Training a 3-layer convolutional neural network on the input pipeline

We then train a 3-layer convolutional neural network where the final fully-connected layer is replaced with a convolution layer (a transformation sometimes called “convolutionalization” — see Figure 2 of Long 2014) to create a fully convolutional network capable of dense pixel-wise predictions. For simplicity, we avoid the use of pooling layers so that there’s no need for upsampling of predictions (e.g. “deconvolution” in Section 3.3 of Long 2014).

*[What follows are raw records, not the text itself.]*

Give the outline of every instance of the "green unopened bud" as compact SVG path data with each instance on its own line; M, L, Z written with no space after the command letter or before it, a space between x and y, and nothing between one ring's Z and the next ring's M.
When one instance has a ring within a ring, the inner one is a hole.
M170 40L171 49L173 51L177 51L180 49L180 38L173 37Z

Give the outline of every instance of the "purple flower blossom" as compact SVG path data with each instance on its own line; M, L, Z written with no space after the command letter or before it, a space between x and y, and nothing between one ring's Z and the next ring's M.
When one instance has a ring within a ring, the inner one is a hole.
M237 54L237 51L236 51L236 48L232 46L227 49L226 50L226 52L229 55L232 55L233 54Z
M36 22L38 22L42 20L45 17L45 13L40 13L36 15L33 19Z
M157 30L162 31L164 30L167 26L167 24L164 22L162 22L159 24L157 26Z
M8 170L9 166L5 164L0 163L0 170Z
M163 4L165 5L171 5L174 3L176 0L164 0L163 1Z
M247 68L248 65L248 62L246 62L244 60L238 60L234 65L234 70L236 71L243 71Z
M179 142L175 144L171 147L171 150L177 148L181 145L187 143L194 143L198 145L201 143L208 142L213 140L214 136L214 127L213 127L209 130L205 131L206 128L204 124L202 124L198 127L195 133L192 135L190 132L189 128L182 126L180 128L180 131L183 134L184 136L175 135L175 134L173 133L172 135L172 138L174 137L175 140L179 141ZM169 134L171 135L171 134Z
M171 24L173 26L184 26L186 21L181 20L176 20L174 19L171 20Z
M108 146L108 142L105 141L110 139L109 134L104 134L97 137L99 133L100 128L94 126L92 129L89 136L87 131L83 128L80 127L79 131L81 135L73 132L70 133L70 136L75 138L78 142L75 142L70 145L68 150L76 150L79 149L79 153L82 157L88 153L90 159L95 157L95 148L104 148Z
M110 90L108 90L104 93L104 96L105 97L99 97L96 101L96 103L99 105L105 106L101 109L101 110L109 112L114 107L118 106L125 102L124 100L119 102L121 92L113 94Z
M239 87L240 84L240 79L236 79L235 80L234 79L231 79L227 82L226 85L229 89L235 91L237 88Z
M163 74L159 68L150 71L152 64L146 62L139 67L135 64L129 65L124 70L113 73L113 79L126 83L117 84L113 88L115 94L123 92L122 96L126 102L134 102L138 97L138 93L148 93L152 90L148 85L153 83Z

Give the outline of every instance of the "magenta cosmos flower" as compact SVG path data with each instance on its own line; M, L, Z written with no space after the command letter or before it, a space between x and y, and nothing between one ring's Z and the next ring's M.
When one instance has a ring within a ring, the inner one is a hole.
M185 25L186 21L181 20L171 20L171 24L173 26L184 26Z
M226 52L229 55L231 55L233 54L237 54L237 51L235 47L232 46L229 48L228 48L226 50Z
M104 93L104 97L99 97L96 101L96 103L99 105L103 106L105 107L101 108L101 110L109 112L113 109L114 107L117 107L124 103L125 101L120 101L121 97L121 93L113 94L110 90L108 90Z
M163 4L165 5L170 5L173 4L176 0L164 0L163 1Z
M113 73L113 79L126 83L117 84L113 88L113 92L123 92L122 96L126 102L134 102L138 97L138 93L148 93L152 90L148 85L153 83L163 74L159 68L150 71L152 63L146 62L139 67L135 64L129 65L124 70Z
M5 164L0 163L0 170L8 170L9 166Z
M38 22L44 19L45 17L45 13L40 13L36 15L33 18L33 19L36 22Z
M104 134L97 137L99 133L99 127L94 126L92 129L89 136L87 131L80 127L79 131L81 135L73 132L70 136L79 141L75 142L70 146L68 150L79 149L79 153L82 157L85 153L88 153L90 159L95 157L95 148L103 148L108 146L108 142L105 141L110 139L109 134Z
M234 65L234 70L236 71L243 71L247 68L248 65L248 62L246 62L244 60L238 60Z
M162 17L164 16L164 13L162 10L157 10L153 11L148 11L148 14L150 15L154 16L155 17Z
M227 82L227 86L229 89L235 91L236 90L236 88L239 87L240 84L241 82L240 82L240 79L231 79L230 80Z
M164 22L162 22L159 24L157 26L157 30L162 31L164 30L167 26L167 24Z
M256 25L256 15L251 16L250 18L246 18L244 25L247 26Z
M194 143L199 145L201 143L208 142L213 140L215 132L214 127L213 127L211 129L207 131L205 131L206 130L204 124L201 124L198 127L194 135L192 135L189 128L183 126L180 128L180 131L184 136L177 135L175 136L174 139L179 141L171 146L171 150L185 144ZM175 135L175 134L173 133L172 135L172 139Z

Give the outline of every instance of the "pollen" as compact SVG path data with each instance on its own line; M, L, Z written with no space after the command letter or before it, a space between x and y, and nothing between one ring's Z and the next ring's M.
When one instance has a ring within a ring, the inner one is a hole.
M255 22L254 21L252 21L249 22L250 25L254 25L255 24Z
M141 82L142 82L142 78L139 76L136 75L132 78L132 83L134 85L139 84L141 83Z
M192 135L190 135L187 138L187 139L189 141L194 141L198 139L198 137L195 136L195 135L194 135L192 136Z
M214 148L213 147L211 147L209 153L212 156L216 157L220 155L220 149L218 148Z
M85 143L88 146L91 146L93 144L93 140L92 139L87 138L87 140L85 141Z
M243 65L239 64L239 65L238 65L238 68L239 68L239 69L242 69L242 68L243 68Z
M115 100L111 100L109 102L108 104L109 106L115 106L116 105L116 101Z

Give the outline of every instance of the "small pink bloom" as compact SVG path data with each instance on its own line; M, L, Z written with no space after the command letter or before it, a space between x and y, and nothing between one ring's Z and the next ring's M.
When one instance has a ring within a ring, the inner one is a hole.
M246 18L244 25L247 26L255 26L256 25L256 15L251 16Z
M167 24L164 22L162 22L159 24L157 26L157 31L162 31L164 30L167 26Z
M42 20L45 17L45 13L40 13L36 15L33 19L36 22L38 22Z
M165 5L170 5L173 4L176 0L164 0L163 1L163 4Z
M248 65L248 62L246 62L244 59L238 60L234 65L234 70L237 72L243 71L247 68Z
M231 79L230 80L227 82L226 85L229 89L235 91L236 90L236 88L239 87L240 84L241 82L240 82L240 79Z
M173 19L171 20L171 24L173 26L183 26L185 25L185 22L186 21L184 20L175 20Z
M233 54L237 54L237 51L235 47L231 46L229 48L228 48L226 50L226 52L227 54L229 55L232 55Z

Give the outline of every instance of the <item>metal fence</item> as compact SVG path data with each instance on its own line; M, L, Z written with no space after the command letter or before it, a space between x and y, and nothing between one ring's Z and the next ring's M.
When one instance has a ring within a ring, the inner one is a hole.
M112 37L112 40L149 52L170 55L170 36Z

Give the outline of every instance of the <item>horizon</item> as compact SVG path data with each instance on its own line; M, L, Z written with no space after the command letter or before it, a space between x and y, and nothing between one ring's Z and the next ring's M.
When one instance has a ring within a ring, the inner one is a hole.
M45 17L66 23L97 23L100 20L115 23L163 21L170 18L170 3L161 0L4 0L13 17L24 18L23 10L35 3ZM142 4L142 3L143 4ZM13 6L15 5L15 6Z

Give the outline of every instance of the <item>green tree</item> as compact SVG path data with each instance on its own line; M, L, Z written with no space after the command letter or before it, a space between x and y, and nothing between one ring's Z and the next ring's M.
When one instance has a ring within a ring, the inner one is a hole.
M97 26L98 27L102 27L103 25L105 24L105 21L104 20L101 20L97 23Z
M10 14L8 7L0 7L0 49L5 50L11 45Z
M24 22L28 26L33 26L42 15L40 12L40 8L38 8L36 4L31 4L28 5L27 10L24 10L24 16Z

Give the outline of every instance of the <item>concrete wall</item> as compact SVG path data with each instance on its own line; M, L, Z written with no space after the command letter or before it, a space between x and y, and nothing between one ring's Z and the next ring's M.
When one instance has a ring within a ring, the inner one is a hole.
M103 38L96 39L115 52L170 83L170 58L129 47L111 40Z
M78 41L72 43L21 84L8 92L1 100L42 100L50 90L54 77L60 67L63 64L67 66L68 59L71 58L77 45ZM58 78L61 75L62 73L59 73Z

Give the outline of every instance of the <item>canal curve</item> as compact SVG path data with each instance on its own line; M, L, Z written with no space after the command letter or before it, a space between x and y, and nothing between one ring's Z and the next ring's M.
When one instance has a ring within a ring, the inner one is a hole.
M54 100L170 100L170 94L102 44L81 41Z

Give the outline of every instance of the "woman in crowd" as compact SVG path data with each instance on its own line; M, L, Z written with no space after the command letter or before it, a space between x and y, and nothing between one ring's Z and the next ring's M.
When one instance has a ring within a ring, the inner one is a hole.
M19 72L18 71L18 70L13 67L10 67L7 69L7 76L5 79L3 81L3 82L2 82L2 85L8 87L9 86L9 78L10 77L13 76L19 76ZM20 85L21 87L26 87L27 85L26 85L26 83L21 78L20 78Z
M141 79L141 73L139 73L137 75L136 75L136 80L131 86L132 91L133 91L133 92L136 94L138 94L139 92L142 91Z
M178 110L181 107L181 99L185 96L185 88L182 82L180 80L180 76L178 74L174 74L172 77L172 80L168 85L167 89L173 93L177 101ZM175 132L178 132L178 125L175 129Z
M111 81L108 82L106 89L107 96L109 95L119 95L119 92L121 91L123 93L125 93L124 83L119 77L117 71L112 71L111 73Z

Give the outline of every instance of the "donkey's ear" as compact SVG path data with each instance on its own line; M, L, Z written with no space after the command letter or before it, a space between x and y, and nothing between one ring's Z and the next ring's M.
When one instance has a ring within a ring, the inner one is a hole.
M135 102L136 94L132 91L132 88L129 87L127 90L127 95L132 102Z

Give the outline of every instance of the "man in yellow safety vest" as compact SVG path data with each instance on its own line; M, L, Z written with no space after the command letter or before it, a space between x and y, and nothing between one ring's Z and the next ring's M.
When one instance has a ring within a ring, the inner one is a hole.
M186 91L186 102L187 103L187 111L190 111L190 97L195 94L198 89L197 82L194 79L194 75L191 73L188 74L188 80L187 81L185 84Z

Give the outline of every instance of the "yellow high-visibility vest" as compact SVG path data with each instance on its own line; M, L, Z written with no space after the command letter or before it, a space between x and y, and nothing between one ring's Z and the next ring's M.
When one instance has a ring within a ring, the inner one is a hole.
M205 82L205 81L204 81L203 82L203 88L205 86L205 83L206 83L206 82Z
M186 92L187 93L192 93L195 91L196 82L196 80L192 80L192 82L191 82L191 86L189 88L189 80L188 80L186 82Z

The model trains after ~20 minutes on a Nvidia Quadro P6000 (~120 iterations), after which we see a minimal decrease in loss on both training and test losses:

Looking at the predictions over time, we see the initial prediction is not great and includes significant background. However, after just a few (~30) iterations, the model becomes fairly refined and can separate the car from the remainder of the image. Not bad for a toy 3-layer CNN trained on just 50 bounding box annotations!

Conclusion

This wraps up our demonstration of how to build an end-to-end image segmentation model using TensorFlow and Labelbox. Using the newly introduced TFRecords export feature, we developed a car segmentation model which trained directly on labels saved within Labelbox. We hope you’ve found this demonstration helpful. Let us know how you’re using Labelbox to train your models!